An Australian judge on Tuesday ruled a young Frenchwoman not guilty of the bizarre stabbing murder of an elderly man in his Perth home, finding she was insane at the time of the killing.
Valentina Marie Strabach, 22, pleaded not guilty to stabbing Murray Vernon Quartermaine more than 200 times with a pair of scissors in his home in Western Australia state in January 2011 due to her unsound mind.
“I conclude that… the accused was insane at the time of the killing of Mr Quartermaine and is not criminally responsible for her actions,” Supreme Court of Western Australia Commissioner Kevin Sleight said in his judgement.
Under questioning by police, Strabach, who had arrived in Australia only weeks before the killing, said she felt compelled to commit the murder because she held the delusional belief Quartermaine was a paedophile.
She said she met 79-year-old when she was lost, and he offered to give her a lift to where she was staying. She then asked to go to his home because she wanted to see if he was a child sex offender.
Once there, Strabach found a pair of scissors that she used to stab him repeatedly, leaving him with chest wounds, and perforating his lungs, bowel, liver and jugular.
She also amputated his genitalia and both his big toes.

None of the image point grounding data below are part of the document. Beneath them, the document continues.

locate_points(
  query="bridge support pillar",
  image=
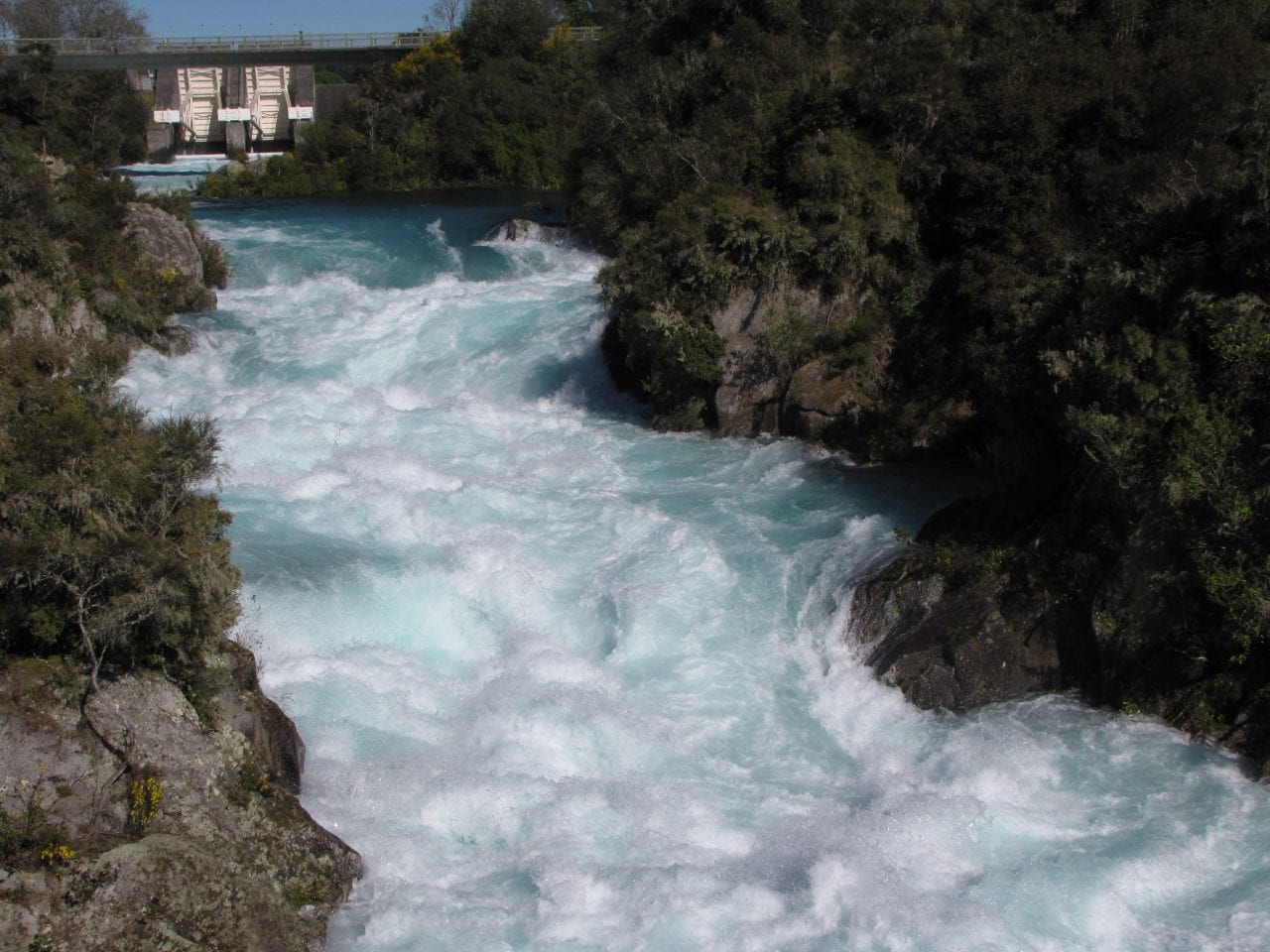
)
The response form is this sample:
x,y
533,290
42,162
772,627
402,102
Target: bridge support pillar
x,y
235,137
160,141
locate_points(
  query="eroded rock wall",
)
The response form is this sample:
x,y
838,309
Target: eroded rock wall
x,y
222,858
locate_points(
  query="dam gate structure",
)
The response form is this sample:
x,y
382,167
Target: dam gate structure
x,y
231,91
235,108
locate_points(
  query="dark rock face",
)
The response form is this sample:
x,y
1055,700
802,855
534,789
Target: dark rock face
x,y
953,643
955,624
225,858
527,230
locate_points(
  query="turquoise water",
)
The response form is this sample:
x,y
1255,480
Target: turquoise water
x,y
572,684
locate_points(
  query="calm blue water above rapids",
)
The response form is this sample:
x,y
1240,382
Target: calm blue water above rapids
x,y
572,684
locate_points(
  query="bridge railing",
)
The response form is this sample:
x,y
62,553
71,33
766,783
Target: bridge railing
x,y
87,46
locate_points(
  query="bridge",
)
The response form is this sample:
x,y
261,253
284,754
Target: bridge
x,y
231,90
157,53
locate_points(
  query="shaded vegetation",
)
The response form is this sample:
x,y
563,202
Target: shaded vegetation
x,y
109,549
497,104
1053,220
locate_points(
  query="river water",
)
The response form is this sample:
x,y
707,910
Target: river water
x,y
568,683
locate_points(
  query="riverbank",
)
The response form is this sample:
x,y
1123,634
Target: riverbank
x,y
148,785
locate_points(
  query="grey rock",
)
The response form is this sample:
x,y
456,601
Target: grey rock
x,y
747,402
164,240
229,861
527,230
820,398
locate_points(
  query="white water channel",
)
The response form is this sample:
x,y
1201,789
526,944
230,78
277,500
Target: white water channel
x,y
568,683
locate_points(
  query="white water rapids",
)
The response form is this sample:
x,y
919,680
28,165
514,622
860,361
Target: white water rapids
x,y
568,683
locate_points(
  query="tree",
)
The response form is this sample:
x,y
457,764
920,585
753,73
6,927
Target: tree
x,y
445,16
99,19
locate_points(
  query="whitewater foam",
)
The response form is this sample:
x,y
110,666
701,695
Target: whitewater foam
x,y
568,683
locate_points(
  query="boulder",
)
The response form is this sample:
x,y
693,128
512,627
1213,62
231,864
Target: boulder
x,y
747,402
959,636
169,245
820,399
222,857
164,239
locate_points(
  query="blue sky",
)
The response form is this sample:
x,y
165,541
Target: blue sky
x,y
181,18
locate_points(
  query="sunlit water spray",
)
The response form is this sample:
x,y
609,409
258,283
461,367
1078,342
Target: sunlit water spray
x,y
572,684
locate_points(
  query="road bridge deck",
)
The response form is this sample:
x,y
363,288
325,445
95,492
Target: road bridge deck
x,y
154,53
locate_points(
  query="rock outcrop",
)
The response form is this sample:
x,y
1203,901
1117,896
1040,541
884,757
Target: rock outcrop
x,y
529,230
139,819
169,245
956,622
766,389
952,638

Sleight said he was satisfied Strabach was suffering from a mental illness in the form of paranoid schizophrenia at the time of the murder, and she was influenced by hallucinations ordering her to kill him.

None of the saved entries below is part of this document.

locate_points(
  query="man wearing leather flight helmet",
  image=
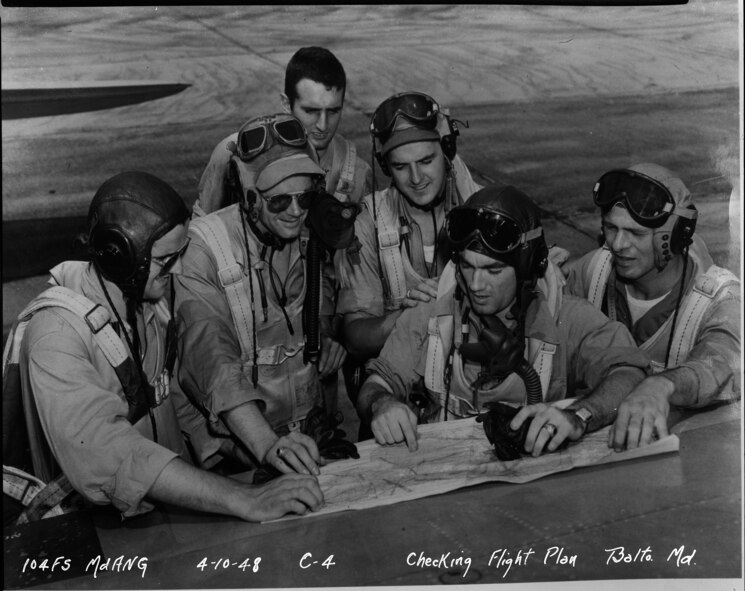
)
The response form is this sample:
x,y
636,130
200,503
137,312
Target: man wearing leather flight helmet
x,y
401,247
95,372
240,302
500,330
656,277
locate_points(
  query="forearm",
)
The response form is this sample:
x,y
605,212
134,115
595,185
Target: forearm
x,y
185,486
374,391
365,336
603,402
248,424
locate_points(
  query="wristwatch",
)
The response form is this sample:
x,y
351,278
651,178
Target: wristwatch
x,y
584,415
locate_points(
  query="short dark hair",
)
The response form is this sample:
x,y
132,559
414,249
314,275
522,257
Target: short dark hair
x,y
317,64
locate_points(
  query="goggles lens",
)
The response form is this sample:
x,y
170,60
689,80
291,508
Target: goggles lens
x,y
279,203
416,107
646,199
498,232
255,140
166,262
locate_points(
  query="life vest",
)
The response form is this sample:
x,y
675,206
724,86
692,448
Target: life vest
x,y
396,267
690,315
40,499
288,387
443,340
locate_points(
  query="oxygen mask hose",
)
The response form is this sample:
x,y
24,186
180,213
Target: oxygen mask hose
x,y
500,352
331,224
312,304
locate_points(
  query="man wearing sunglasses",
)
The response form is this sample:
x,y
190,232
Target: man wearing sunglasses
x,y
656,277
240,301
95,362
401,247
315,86
500,329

“It must be stressed that there was absolutely no basis for the accused concluding that Mr Quartermaine was a paedophile,” Sleight said.
“However, in her psychotic state the accused had developed a delusional obsession about paedophilia.”
The court was told that Strabach, reportedly a dual Australian-French citizen, had previously sought medical help in France and was prescribed strong medication, but stopped taking it as she was unable to function properly.
She will be detained at a mental health hospital in Perth until she is released by an order of the Western Australian governor.